Ci diceva che già nella prossima stagione lavorerete pensando a Pechino a 2022; ciò significa che verrà dato maggiore spazio ai giovani?
«Sicuramente cercheremo di lavorare sui giovani, ma prima dobbiamo tornare al discorso precedente e vedere come si potrà organizzare la stagione e quale sarà l’obiettivo. In ogni caso trovo ormai antiquato pensare solo al discorso squadra A, B o Juniores, bisogna uscire da questa mentalità, ma immaginare le squadre soltanto come gruppi di lavoro, che siano abbastanza omogenei sotto l’aspetto tecnico. Nel caso dei giovani bisognerà farli crescere bene, ma senza rischiare troppo, le decisioni riguardo loro vanno ben ponderate. Lo schema delle squadre A, B o C, però, lo ritengo vecchio, al punto da diventare quasi un limite».
È stato sorpreso dall’ottimo esordio in Coppa del Mondo di Giacomel e Bionaz?
«No, ero rimasto più sorpreso in occasione del loro esordio in IBU Cup. Non immaginavo che Bionaz potesse arrivare così avanti sfiorando addirittura il podio e lo stesso avrebbe potuto fare anche Giacomel. In quei giorni ho capito che questi ragazzi erano più avanti del previsto.

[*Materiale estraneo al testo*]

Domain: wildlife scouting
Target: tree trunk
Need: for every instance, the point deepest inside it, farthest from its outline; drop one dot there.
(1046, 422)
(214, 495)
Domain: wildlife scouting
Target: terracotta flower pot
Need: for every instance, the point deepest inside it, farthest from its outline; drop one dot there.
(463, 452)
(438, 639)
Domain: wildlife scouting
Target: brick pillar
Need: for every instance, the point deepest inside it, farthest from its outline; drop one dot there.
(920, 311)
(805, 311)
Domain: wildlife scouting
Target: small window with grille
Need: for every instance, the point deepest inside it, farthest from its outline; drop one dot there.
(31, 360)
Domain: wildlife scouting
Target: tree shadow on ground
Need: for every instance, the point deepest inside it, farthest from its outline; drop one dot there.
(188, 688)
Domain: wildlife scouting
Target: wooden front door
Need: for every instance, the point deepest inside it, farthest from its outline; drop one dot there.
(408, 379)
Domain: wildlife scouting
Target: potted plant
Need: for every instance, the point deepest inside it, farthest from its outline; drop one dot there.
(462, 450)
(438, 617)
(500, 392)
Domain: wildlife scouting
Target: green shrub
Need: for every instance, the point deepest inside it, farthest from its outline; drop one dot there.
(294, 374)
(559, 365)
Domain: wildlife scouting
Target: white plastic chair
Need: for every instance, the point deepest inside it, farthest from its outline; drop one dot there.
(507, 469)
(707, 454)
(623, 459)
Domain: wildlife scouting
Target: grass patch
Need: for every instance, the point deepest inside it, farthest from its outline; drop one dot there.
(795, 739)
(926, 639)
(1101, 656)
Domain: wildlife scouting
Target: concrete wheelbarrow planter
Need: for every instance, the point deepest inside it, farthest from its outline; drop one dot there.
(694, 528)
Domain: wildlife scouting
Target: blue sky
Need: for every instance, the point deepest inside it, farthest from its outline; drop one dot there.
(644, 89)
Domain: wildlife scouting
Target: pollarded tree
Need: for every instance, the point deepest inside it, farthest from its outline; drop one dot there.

Allora li abbiamo portati in Coppa del Mondo, dove rispetto all’IBU Cup con un giro di penalità cambia tutto. Però dopo la gara fatta in IBU Cup ero convinto che avessero le carte in regola per poter andare a punti anche in Coppa del Mondo. Ecco, diciamo che a Nove Mesto e Kontiolahti, più dei risultati, mi ha sorpreso l’atteggiamento con cui hanno affrontato la competizione. Pensavo sentissero un po’ la paura o l’ansia dell’esordio, invece nonostante il giusto pizzico di emozione hanno affrontato le gare come sempre. Altri quando sono arrivati in prima squadra non sono riusciti a farlo. Ciò vuol dire che hanno la stoffa dell’atleta in grado di gareggiare senza pensieri. È una cosa che non puoi allenare più di tanto, ma deve essere già in tuo possesso. Tutto il gruppo presente, staff, allenatori e skiman, sono rimasti piacevolmente colpiti da questi ragazzi perché non hanno paura di niente, li hanno visti muoversi bene anche nelle gare sull’uomo, senza timori reverenziali. Direi che in questo momento avere due ragazzi caratterialmente così è una gran bella cosa».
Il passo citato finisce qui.